Correlates of Homelessness

Codelibrary(ggplot2)
library(ggthemes)
library(scales)
library(tidyverse)
library(knitr)
library(sf)
library(stargazer)
library(data.table)
library(ggmap)
library(lwgeom)
library(units)
library(lfe)
library(vtable)

#---- Load the main datasets
d.ACS <- data.table(read.csv("data/processed/ACS1YR_by_county_year.csv"))
d.PIT <- data.table(read.csv("data/processed/PIT_by_CoC_Year.csv"))
xwalk <- data.table(read.csv("data/HUD-CoC-Geography-Crosswalk/county_coc_match.csv"))

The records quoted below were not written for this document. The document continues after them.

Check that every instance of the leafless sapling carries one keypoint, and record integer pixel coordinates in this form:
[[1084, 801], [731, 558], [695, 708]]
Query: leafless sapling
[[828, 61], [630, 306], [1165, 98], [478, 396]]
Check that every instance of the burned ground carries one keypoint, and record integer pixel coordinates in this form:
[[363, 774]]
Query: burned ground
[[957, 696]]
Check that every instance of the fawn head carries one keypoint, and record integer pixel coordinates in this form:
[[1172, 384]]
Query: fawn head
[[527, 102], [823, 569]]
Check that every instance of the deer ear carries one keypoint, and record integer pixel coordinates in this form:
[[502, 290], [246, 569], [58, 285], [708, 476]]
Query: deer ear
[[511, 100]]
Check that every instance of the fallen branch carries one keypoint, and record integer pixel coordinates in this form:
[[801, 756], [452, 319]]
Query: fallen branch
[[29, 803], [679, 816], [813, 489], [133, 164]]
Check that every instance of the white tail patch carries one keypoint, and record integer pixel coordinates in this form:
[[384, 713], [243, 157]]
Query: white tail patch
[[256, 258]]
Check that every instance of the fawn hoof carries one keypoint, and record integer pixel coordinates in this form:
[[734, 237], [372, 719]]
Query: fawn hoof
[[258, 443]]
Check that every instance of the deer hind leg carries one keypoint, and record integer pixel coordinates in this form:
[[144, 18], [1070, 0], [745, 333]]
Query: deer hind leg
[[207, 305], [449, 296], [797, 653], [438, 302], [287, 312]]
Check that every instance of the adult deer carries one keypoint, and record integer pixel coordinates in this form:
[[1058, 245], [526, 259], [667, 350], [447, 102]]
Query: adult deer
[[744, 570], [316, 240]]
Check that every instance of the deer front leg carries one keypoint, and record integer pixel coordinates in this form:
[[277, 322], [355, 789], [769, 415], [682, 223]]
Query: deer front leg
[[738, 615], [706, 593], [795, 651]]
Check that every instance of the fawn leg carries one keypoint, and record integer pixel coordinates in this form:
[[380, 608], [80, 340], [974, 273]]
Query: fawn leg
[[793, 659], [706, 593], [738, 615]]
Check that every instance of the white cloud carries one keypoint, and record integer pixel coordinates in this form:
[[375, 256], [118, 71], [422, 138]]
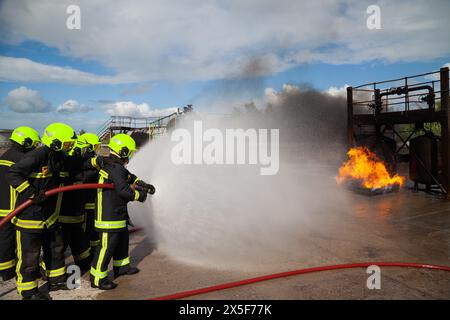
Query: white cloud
[[21, 69], [72, 106], [131, 109], [201, 40], [23, 100]]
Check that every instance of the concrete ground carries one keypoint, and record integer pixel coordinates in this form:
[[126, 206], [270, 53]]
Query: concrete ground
[[403, 227]]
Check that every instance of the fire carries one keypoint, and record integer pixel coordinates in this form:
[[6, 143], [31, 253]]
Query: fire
[[365, 166]]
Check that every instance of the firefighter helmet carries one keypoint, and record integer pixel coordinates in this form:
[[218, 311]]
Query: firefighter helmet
[[90, 140], [59, 137], [26, 137], [122, 145]]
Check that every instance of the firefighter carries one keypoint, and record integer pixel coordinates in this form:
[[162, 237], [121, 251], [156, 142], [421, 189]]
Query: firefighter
[[71, 205], [24, 139], [37, 226], [92, 144], [112, 219]]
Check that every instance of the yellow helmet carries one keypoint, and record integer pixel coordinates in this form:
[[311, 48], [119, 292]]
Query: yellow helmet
[[59, 137], [122, 145], [26, 137]]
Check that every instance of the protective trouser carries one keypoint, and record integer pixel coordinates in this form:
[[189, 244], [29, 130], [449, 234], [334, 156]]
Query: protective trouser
[[112, 245], [76, 238], [8, 251], [28, 252], [90, 228]]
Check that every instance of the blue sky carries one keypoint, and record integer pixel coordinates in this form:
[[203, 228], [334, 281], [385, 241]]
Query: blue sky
[[115, 65]]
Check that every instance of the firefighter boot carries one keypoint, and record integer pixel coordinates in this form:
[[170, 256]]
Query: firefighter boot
[[38, 296], [104, 284], [55, 286]]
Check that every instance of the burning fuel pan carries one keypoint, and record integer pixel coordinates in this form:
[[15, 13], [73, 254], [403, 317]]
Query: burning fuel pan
[[358, 188]]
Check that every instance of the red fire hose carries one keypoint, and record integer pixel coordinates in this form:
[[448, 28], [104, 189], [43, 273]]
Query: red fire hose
[[191, 293], [53, 192]]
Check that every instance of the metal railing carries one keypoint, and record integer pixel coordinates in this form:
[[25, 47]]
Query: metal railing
[[135, 123]]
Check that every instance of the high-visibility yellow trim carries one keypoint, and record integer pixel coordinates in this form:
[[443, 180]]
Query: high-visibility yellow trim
[[23, 186], [82, 255], [12, 202], [19, 263], [8, 264], [38, 224], [39, 175], [64, 174], [101, 180], [71, 219], [89, 206], [56, 272], [104, 174], [121, 263], [97, 272], [110, 224], [28, 224], [6, 163]]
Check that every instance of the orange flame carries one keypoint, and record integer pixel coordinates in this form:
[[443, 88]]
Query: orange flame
[[365, 166]]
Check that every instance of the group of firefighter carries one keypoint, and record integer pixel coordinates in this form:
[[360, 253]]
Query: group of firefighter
[[92, 223]]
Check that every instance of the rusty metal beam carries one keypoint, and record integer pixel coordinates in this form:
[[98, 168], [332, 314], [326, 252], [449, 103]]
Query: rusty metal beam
[[445, 129]]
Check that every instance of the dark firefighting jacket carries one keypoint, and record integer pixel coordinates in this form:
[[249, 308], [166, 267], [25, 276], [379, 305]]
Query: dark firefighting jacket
[[111, 204], [38, 171], [7, 193], [77, 169]]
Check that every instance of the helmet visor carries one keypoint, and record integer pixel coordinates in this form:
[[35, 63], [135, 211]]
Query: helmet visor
[[35, 144], [68, 145]]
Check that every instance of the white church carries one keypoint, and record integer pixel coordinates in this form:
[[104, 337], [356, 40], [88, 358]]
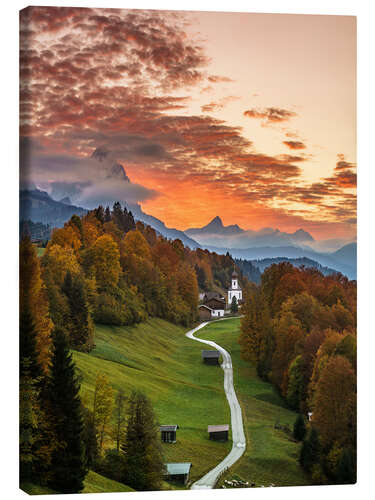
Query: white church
[[234, 290]]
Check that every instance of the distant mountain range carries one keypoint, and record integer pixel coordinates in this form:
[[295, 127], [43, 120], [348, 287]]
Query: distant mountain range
[[343, 261], [38, 206], [267, 243], [216, 234]]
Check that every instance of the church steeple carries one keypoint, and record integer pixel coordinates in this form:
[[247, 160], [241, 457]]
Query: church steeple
[[235, 289]]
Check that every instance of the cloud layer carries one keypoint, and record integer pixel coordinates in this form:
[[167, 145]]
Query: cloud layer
[[123, 80]]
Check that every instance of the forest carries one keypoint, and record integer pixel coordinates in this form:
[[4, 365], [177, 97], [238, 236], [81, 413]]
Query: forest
[[299, 329], [101, 268]]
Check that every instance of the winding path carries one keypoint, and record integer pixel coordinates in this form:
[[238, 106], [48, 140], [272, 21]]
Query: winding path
[[238, 436]]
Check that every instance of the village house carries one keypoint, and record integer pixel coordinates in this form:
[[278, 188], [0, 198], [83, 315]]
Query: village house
[[215, 306], [218, 432], [178, 472], [235, 290], [168, 433]]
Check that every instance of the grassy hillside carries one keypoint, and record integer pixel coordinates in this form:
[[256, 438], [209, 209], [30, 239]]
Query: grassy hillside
[[271, 456], [156, 358], [94, 483]]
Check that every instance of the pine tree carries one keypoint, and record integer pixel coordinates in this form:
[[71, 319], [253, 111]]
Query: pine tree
[[89, 438], [80, 323], [141, 448], [107, 215], [119, 416], [299, 429], [346, 468], [310, 451], [234, 305], [30, 373], [103, 404], [68, 467]]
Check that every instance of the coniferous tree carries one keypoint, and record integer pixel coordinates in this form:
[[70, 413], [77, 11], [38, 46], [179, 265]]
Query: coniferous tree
[[299, 428], [30, 373], [80, 323], [346, 468], [141, 448], [68, 468], [310, 451], [234, 305], [89, 438], [107, 214], [99, 213], [119, 416]]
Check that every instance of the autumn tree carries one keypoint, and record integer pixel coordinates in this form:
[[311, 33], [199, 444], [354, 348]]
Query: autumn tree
[[334, 402], [288, 334], [141, 448], [296, 383], [102, 408], [34, 300], [256, 333]]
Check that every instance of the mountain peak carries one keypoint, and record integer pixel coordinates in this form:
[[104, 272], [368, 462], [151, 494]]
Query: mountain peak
[[302, 235], [215, 223]]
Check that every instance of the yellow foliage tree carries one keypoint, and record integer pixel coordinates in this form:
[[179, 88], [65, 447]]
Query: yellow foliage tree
[[33, 296], [66, 237], [58, 260]]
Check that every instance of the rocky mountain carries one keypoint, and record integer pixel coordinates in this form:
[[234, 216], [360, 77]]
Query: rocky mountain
[[216, 234], [116, 170], [346, 266], [66, 200], [160, 227], [38, 206], [215, 227]]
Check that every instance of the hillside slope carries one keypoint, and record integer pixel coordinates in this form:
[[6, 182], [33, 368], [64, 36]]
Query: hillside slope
[[271, 456], [155, 357]]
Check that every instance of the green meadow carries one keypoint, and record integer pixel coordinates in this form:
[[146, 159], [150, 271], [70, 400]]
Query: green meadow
[[94, 483], [271, 455], [156, 358]]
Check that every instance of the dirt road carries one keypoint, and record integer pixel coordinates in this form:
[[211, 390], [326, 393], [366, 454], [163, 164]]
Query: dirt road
[[238, 436]]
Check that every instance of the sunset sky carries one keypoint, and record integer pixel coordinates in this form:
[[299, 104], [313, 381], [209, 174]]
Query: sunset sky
[[251, 117]]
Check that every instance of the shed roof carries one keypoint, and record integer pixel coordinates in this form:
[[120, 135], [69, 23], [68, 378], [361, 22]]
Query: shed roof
[[210, 354], [178, 468], [206, 307], [168, 427], [212, 295], [215, 303], [217, 428]]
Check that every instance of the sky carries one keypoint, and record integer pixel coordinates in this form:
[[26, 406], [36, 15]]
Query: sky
[[251, 117]]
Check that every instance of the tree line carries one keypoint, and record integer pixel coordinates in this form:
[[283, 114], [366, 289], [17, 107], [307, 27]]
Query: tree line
[[102, 267], [60, 438], [299, 329]]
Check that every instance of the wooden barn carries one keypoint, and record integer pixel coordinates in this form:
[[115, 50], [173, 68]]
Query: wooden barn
[[218, 432], [217, 307], [211, 357], [168, 433], [205, 312], [178, 472]]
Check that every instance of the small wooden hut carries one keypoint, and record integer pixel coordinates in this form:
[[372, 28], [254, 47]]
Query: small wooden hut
[[211, 357], [218, 432], [178, 472], [168, 433], [205, 312]]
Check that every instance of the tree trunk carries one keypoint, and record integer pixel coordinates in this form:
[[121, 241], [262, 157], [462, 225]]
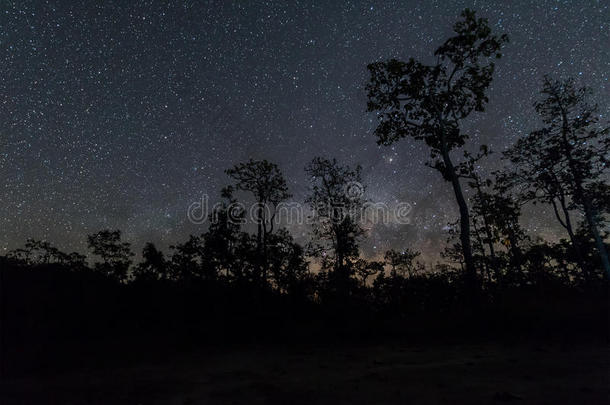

#---- Crosswalk ACS data to coc-year

key.vars <- c("state","county","year","NAME") 
mean.vars <- c("MedianIncome", "MeanIncome", "HomeownerVacRate", "RentalVacRate")
count.vars <- setdiff(names(d.ACS), union(key.vars, mean.vars))

# merge cocs onto counties
d.ACS[, county_fips:=state*1000 + county]
d2 <- inner_join(d.ACS, xwalk, by=c("county_fips"))

# collapse to coc year level
d3 <- d2 %>%
  group_by(coc_number, coc_name, year) %>% 
  summarize_at(mean.vars, ~ weighted.mean(.x, pct_cnty_pop_coc, na.rm=T)) %>%
  ungroup()

sum.partial <- function(x,w) {
  sum(x*w, na.rm=T)
}

d4 <- d2 %>%
  group_by(coc_number, coc_name, year) %>% 
  summarize_at(count.vars, ~ sum.partial(.x, pct_cnty_pop_coc/100)) %>%
  ungroup()

d <- inner_join(d3,select(d4,-coc_name),by=c("coc_number","year"))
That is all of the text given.